As Rome burnt, what do you think those in Caesar’s court were telling him? I suspect they were recalling, to Caesar’s delight, tales of past conquests; reminding him of how many had fallen at his feet.
That’s how treacherous sycophants and soothsayers all over the world can be. History is littered with so many tales of their betrayal and dishonesty. And as is always the case in such a set-up, finally, the day of reckoning comes.
They surround leaders and tell them nothing but what the leader wants to hear. Even when crisis is obvious, they fish out little stories that paint positivity.
A colleague recently told me a reverting story. The year we experienced massive nationwide anti-government street demonstrations, an interesting conversation took place in the corridors of power. It was between a president and sycophant-cum-journalist.
A team of foreign correspondents had just questioned the president shortly before, in an interview, about the volatile political situation in the country.
The president, unaware of the on-goings in his country, and probably previously fed false intelligence, too, and obviously distrustful of the independent local press, predictably rejected the notion of unrest across the country.

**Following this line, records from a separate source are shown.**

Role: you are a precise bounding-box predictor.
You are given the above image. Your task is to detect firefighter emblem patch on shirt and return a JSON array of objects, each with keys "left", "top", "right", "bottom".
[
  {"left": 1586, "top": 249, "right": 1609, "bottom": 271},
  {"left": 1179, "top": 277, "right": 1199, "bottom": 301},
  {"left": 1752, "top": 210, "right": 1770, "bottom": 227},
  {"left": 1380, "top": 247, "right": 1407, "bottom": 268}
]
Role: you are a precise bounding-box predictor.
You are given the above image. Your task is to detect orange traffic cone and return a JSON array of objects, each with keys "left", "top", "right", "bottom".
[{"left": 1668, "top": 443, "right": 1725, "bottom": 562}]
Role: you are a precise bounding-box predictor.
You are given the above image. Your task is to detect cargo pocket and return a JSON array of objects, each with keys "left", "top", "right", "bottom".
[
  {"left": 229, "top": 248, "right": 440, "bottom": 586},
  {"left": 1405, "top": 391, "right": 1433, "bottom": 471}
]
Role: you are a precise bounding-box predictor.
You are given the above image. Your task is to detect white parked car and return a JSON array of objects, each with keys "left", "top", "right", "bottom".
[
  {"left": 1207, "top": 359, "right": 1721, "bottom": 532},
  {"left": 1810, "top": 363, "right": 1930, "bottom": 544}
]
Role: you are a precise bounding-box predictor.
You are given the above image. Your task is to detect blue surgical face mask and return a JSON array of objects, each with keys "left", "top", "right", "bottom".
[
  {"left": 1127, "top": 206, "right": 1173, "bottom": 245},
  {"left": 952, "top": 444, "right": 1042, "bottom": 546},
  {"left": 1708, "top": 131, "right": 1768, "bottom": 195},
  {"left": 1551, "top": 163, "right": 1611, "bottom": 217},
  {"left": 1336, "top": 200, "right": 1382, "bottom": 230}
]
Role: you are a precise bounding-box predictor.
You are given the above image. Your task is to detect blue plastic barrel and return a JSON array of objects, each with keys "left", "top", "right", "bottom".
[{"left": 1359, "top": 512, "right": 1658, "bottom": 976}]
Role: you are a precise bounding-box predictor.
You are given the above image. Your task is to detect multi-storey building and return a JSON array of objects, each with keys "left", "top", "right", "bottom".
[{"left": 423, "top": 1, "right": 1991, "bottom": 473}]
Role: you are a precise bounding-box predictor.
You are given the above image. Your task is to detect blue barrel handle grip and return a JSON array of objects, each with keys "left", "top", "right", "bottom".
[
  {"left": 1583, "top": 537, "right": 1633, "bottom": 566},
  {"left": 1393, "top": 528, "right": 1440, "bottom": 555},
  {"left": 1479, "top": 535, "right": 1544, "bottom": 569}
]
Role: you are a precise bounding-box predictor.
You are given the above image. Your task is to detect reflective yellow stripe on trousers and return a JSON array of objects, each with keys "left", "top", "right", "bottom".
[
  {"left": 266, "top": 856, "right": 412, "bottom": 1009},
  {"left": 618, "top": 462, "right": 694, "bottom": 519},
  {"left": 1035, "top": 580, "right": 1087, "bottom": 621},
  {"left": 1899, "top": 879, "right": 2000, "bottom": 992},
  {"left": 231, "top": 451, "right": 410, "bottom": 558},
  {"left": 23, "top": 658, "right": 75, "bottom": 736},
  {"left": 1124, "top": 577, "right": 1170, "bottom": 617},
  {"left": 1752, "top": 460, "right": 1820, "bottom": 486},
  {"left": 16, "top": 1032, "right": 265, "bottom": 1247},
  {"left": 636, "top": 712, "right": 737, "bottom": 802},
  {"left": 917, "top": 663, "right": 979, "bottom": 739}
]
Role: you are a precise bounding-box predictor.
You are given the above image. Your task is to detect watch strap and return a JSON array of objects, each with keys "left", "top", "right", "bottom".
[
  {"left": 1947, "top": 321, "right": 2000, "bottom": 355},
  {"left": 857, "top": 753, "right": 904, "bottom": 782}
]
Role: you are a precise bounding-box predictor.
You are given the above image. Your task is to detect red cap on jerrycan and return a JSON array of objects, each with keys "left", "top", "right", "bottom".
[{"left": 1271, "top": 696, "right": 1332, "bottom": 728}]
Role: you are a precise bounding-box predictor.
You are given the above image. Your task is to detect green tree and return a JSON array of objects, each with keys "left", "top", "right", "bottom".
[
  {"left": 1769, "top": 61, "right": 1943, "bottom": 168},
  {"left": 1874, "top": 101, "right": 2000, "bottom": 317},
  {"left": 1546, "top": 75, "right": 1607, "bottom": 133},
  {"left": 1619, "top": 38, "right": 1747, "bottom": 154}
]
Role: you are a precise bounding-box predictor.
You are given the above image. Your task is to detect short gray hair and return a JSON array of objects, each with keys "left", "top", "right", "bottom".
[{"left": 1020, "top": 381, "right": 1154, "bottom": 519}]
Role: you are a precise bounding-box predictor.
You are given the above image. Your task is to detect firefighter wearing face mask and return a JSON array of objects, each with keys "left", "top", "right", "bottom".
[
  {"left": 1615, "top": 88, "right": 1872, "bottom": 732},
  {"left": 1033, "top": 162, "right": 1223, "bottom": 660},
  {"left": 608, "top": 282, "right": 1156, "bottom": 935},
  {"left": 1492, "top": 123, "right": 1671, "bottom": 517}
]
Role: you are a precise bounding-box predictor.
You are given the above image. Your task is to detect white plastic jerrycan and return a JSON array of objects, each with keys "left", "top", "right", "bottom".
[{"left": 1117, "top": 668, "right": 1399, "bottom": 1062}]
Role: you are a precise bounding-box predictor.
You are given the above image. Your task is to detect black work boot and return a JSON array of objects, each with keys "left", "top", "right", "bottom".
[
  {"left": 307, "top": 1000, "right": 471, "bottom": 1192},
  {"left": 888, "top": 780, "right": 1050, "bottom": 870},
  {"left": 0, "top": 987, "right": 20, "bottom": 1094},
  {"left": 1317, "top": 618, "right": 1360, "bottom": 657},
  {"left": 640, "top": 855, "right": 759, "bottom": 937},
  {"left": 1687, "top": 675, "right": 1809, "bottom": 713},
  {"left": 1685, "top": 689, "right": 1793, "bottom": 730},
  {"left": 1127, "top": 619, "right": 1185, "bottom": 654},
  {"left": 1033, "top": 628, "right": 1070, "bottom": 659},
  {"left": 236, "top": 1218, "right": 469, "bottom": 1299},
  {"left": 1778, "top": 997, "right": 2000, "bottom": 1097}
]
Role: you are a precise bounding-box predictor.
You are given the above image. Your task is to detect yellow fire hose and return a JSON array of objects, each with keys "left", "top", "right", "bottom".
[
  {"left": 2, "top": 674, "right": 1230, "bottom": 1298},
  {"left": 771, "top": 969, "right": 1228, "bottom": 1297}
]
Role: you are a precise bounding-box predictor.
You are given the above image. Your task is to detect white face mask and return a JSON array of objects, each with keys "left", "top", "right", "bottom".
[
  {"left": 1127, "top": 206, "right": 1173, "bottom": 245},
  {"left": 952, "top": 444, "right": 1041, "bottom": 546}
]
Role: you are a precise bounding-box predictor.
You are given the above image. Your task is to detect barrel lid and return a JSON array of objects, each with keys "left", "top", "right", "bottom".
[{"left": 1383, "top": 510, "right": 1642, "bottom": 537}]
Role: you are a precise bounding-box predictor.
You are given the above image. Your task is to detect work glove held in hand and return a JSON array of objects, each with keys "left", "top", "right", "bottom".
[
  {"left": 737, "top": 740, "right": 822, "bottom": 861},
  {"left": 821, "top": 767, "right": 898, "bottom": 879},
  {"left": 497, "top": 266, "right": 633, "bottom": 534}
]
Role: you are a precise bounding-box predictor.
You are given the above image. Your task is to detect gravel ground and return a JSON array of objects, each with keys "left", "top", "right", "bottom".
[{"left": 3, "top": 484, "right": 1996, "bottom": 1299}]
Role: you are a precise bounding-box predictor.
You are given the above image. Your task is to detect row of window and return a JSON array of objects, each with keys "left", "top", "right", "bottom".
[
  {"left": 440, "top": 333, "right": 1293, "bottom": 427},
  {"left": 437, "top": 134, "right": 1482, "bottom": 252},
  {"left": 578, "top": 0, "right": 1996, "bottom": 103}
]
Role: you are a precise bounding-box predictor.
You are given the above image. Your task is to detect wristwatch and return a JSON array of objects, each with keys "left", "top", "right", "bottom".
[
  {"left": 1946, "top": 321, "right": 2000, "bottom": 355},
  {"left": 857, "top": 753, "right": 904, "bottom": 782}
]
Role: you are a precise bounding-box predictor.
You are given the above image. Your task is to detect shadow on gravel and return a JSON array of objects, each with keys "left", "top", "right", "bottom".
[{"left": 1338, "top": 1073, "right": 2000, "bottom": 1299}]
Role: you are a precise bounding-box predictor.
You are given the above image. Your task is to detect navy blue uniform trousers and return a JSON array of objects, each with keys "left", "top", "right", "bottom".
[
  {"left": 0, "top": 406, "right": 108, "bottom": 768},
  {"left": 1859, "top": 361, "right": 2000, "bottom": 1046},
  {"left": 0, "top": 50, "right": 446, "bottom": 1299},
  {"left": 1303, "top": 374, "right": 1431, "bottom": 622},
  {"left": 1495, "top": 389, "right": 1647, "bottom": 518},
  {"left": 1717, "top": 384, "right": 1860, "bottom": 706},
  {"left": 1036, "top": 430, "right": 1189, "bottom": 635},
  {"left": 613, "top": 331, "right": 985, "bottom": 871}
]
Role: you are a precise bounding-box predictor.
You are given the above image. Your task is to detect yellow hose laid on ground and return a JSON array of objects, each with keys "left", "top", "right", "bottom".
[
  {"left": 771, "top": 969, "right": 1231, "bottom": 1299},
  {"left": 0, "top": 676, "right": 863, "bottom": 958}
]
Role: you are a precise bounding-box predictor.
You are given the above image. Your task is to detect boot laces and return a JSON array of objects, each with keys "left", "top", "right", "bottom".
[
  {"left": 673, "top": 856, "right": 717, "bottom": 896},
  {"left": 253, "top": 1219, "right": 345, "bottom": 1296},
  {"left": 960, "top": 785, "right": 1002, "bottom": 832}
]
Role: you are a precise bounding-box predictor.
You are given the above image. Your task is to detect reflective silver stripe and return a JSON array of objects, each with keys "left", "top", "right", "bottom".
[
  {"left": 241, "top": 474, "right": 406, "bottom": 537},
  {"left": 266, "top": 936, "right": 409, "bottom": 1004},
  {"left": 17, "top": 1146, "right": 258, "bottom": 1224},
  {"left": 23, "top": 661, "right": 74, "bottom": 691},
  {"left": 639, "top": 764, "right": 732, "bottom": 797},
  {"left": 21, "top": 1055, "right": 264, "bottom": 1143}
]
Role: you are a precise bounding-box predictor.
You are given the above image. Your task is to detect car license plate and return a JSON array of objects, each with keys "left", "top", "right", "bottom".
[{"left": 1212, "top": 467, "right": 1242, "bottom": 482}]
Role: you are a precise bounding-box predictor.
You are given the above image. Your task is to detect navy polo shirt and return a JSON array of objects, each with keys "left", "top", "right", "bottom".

Soon after the foreign correspondents left, my colleague recalled, the president turned to a journalist from the public broadcaster.
“Tell me the truth,” demanded the seemingly angry but confused president. “Is it true what these guys are asking; is the country burning?”
The poor journalist, accustomed to State propaganda and its penchant for endless lies, could hardly bring himself to telling the painful truth. “No sir, not true at all,” he muttered.
That day, we witnessed one of the deadliest protests in independent Malawi. Meanwhile, the president, a few sycophants, praise singers and soothsayers, wined and dined at the opulent palace.
To sycophants, misleading presidents and yet alone, the general public, is no big deal. They long traded morals for materialism. They don’t seek nation-building, they loathe sincere debate.
This is why sometimes I genuinely feel sorry for our leaders. Often they are surrounded by shoddy characters who never tell them the truth.
Managing a country is a mammoth job. No leader can undertake this gigantic task on their own. A leader is as good as the counsel he or she gets.
Yet vultures and vipers surround our leaders. And they claim to be loyal, but are dishonest folks. Often, when finally the chips are down, they are the first people to jump ship.
No wonder ex-president Joyce Banda can hardly bring herself to facing Malawians ever again. People she trusted betrayed her; and lied to her big time. Her political rallies were a carnival affair—a sea of orange patronised by multitudes. Did JB knew that those people were being ferried from all over the country, sometimes, if not mostly, using State resources?
Just the other day, The Nation carried a picture of ruling DPP supporters heading to a party rally in a government vehicle.
A few days later, DPP supporters and propagandists went ballistic, ecstatically brandishing a front page story yours truly had authored about the party’s likely victory in 2019 elections.
The source of the story was Economic Intelligence Unit (EIU), a respectable London-based think tank, which is part of the Economist Group, publishers of The Economist. But did these men and women knew that the same EIU previously predicted that JB will win the 2019 elections? Or, perhaps, they do, but are they willing to tell this to Ceaser, too?
As I write, South Africa media is awash with news of how men who once worshiped outgoing president Jacob Zuma are quickly repositioning to the new czar, Cyril Ramaphosa. These career soothsayers, can never be trusted.
Just the other day, DPP was welcoming four archetypical recycled politicians. You wouldn’t tell it from the reaction of its supporters.
The spin was that this was an election machine gathering steam and nothing will stop it. A close analysis, and the President’s own pointed words factored, the new entrants are simply recycled politicians know once can trust. But singing praises, castigating the big boss’ opponents is big business here, beyond Joseph Mkasa’s gun-for-hire music.